With Miranda, what you see is what you get

Charlie Miranda does not mince words.

He is a conservative person. He is, he said, the most prepared candidate to be Tampa’s next mayor. He said good mayors rarely come from outside of city government.

And, Miranda said, what you see with him is exactly what you get.

“I just tell (people) how I am,” Miranda said. “(I) don’t sugar-coat things. I’m very direct, and I don’t hug you or kiss you either (like some candidates).”

Miranda said he does not make himself to be more than he is, as other candidates might. Instead, he said he chooses to let his accomplishments speak for themselves.

Miranda has, if nothing else, an interesting background. Born in Ybor City, he has run both a successful restaurant and a thoroughbred horseracing stable. He is the current chairman of the Tampa City Council.

All of those jobs, Miranda said, require managerial experience. He said it is that experience that will make him a good mayor.

“I don’t spend money unless I have to. I (believe in) getting a dollar’s work for a dollar spent,” Miranda said. “Tampa is going to need a manager.”

But, Miranda said he realizes that he is just a part of the whole. He likens himself to a sparkplug within an engine. He said he is just one part of government that makes the whole work better.

Miranda said his goal is to simply try to do what’s best for the city, even if his ideas don’t always work.

“Trying, to me, is enough,” Miranda said. “You don’t have to be successful.”

When it comes to running for mayor, however, Miranda would like to succeed. And now, after 13 months of campaigning, he is within a week of the most important election of his political career. But Miranda said he is not nervous.

“Why should I get nervous? (The voters) are making the decision,” Miranda said. “I love the process.”

It has long been thought that with so many candidates, Tuesday’s election would result in a run-off. But, the latest polls indicate that Pam Iorio may earn a majority of the vote.

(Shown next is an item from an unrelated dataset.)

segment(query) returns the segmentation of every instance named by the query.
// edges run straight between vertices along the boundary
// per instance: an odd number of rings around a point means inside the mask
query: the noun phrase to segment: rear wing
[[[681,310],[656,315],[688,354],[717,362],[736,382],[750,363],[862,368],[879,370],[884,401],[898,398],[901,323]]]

Miranda, fellow city councilman Bob Buckhorn and businessman Frank Sanchez are in a tight race for second place, which, should Iorio not reach 50 percent, will be a run-off spot.

“The only poll I believe in is the election night poll,” Miranda said.

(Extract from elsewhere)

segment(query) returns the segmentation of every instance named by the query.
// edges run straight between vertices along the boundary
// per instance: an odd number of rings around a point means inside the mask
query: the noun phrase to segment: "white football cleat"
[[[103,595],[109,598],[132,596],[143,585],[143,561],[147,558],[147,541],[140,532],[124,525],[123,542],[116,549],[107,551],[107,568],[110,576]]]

With nearly a third of those polled saying they have yet to decide, Miranda said he is confident there will be a run-off. In addition, he said that he will be the candidate to go up against Iorio, and, as a result, he is turning his attention toward defeating the former Hillsborough County supervisor of elections. Miranda said he would defeat her easily in a run-off.

“(If Iorio doesn’t) get over 40 percent in the primary, (she’s) dead meat,” Miranda said.

Miranda said those involved with county government do not make good mayors. He said county government is “antiquated” and does not relate well to the city.

“The only thing they give us is lip service,” Miranda said.

Miranda said he, in his post at city council, has managed as many as 3,500 people at a time while Iorio has only run a small office. In addition, he said she has used that office to further her candidacy for mayor.

“She used taxpayer-funded monies to promote (her candidacy),” Miranda said.

Miranda said he sees himself as a sort of dying breed. He said middle-class candidates, such as himself, can no longer compete with the candidates with deeper pockets.

Miranda said, even with no campaign employees, he spent $1.6 million dollars. He said this will be the last election in which a middle-class candidate has a chance.

“It’s very hard to be a candidate of credibility when the media makes you raise (so much money),” Miranda said. “When nobody knows who you are, you can’t shake enough hands.”

Should Miranda become the final middle-class mayor, he will be faced with the daunting task of building Tampa’s economy during tough times. That has been the single largest topic of debate throughout this campaign, with every candidate putting a different spin on how he or she will attract business.

Miranda said he wants to attract business to the area. However, he said, before doing so, Tampa must be cleaned up.

“No one is going to move to Tampa with employment opportunities when you have high-crime areas,” Miranda said.

Miranda said he wants to see high-tech business grow. However, he said the government must be careful not to support the technical industries at the expense of other growth areas.

“It’s up to the tech sector to create and want their own need in the area,” Miranda said. “I don’t want to risk making a giant leap. There is nothing wrong with tech, but you shouldn’t put all your eggs in one basket.”